Which apparently are the best lengths for less reflections being a problem.
Also 'special' connectors.
Well I happened to have an Audioquest 'true 75 ohm' cable with that sort of 'snap on' connectors (from junk pile at local store $3 it was used for a video cable) except mine is 25' long. Well I stuck it in anyway and HEY! better high frequency for real.
I may just go ahead a get one of those in a five meter length.
I'm using a Clarity Cable XLR as a digital cable and it smokes my JPS Superconductor Q and Morrow DIG4 AES/EBU. Soundstage is more defined and precise.
At least one site offers two lengths: 12 inches, or 5 meters!! Which apparently are the best lengths for less reflections being a problem.
The usual recommendation, if the cable is not very short (less than 12 inches) is 1.5 meters, or about 5 feet. See this paper.
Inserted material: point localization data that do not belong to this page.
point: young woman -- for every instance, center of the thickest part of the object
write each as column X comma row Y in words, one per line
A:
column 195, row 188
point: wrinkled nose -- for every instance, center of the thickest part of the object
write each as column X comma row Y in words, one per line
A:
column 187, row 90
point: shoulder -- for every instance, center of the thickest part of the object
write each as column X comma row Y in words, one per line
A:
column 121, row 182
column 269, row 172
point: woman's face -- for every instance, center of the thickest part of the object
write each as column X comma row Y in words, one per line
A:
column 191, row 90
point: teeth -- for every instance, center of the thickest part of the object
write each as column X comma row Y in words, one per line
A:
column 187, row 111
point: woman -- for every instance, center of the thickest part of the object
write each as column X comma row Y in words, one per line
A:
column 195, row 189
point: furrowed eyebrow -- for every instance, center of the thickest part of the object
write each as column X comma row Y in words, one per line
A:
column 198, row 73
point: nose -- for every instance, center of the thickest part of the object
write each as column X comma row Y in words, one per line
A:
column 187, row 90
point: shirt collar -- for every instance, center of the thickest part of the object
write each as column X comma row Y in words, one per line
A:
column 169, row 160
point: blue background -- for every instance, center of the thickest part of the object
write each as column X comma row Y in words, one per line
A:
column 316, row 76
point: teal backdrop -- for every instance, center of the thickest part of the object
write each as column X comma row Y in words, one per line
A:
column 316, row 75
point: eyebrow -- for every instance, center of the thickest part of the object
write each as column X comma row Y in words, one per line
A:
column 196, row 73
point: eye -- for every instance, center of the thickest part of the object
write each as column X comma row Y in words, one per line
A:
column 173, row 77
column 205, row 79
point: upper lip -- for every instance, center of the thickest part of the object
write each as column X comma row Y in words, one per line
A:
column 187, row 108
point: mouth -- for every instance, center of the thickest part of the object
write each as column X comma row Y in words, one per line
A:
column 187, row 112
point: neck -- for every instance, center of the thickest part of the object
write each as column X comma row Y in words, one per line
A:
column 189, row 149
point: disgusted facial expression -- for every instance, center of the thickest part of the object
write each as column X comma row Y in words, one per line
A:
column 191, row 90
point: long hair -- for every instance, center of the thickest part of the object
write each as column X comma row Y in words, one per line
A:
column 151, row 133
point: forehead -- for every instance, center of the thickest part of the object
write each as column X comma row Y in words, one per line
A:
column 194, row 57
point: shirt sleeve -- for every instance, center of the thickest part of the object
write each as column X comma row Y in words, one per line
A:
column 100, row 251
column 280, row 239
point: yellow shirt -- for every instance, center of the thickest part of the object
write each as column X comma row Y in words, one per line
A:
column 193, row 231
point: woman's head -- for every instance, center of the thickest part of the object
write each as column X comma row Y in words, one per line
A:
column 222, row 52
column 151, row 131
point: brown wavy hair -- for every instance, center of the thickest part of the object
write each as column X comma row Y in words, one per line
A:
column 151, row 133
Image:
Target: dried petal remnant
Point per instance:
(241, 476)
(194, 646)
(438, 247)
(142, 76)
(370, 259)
Length beyond 1.5 meters would not provide additional benefit in terms of reflection timing (unless perhaps the output signal of the source component has unusually slow risetimes and falltimes). The additional length could, however, conceivably result in increased noise pickup from ground-loop or rfi/emi effects, thereby worsening jitter. Also, if hi rez formats are involved a 5 meter length could actually cause reflection timing to become more of a problem rather than less.
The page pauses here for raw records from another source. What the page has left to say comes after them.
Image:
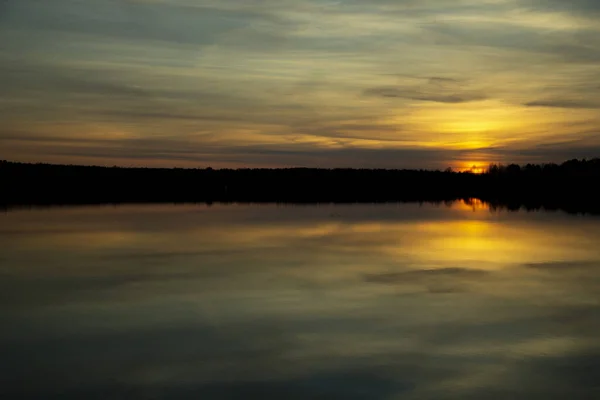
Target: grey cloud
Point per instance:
(434, 93)
(577, 7)
(563, 266)
(423, 275)
(560, 103)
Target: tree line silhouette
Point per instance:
(570, 186)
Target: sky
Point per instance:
(299, 83)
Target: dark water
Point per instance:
(285, 302)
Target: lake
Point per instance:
(388, 301)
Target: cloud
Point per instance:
(434, 89)
(563, 104)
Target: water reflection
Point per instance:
(358, 301)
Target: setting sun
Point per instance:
(473, 167)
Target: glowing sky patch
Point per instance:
(358, 83)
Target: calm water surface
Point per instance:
(286, 302)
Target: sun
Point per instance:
(476, 167)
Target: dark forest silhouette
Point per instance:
(570, 186)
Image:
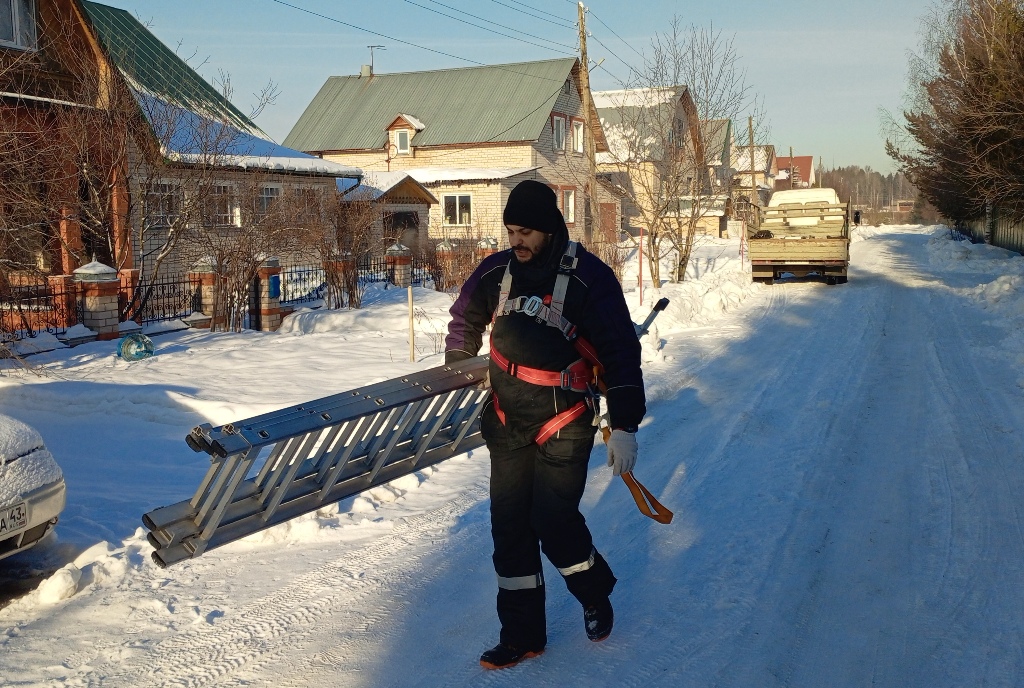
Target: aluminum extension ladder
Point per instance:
(268, 469)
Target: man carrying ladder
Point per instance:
(559, 320)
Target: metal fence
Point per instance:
(303, 284)
(26, 311)
(161, 300)
(307, 284)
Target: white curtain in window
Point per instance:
(7, 20)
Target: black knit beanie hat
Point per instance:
(535, 206)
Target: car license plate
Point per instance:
(13, 518)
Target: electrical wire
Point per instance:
(398, 40)
(562, 22)
(437, 11)
(614, 34)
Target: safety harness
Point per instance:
(584, 375)
(581, 376)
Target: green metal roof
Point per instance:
(155, 70)
(501, 102)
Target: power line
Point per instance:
(613, 33)
(628, 66)
(562, 22)
(437, 11)
(398, 40)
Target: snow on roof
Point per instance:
(193, 137)
(419, 126)
(376, 183)
(635, 97)
(430, 175)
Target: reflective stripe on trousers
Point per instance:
(522, 582)
(582, 566)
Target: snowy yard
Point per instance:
(845, 465)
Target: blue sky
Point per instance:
(823, 68)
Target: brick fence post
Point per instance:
(269, 295)
(398, 259)
(98, 286)
(65, 292)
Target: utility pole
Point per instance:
(793, 167)
(754, 179)
(589, 144)
(379, 47)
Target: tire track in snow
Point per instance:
(262, 632)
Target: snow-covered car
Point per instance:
(32, 487)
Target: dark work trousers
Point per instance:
(535, 505)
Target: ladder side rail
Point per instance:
(345, 404)
(215, 466)
(216, 491)
(213, 521)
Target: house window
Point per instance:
(220, 207)
(578, 136)
(267, 195)
(401, 140)
(458, 209)
(162, 204)
(558, 133)
(17, 24)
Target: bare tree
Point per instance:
(672, 144)
(963, 147)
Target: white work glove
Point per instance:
(622, 452)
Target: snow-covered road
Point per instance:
(845, 464)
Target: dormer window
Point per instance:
(17, 24)
(401, 138)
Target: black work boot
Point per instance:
(503, 656)
(597, 618)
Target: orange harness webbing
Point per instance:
(552, 426)
(576, 377)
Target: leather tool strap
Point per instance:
(642, 497)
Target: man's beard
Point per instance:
(526, 255)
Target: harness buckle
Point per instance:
(532, 305)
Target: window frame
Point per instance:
(169, 198)
(568, 205)
(558, 132)
(458, 209)
(397, 141)
(263, 207)
(26, 35)
(579, 137)
(228, 197)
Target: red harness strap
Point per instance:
(576, 377)
(552, 426)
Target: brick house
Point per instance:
(468, 135)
These length recommendations, btw, are generally intended to further improve the situation where a reasonably good impedance match exists to begin with. A severe mismatch will not necessarily be helped by using a 12 inch or less cable length.

The 1.5 meter length probably would help a severe mismatch in the case of redbook data rates, but not necessarily for hi rez rates. In the case of hi rez data rates, if the impedance mismatch is severe enough, reflections corresponding to a given signal edge (i.e., a given 0 to 1 or 1 to 0 transition) may keep propagating back and forth across the length of the cable enough times to cause distortion on the following signal edge.

-- Al
Thanks for all of your kind replies gents, they were very informative.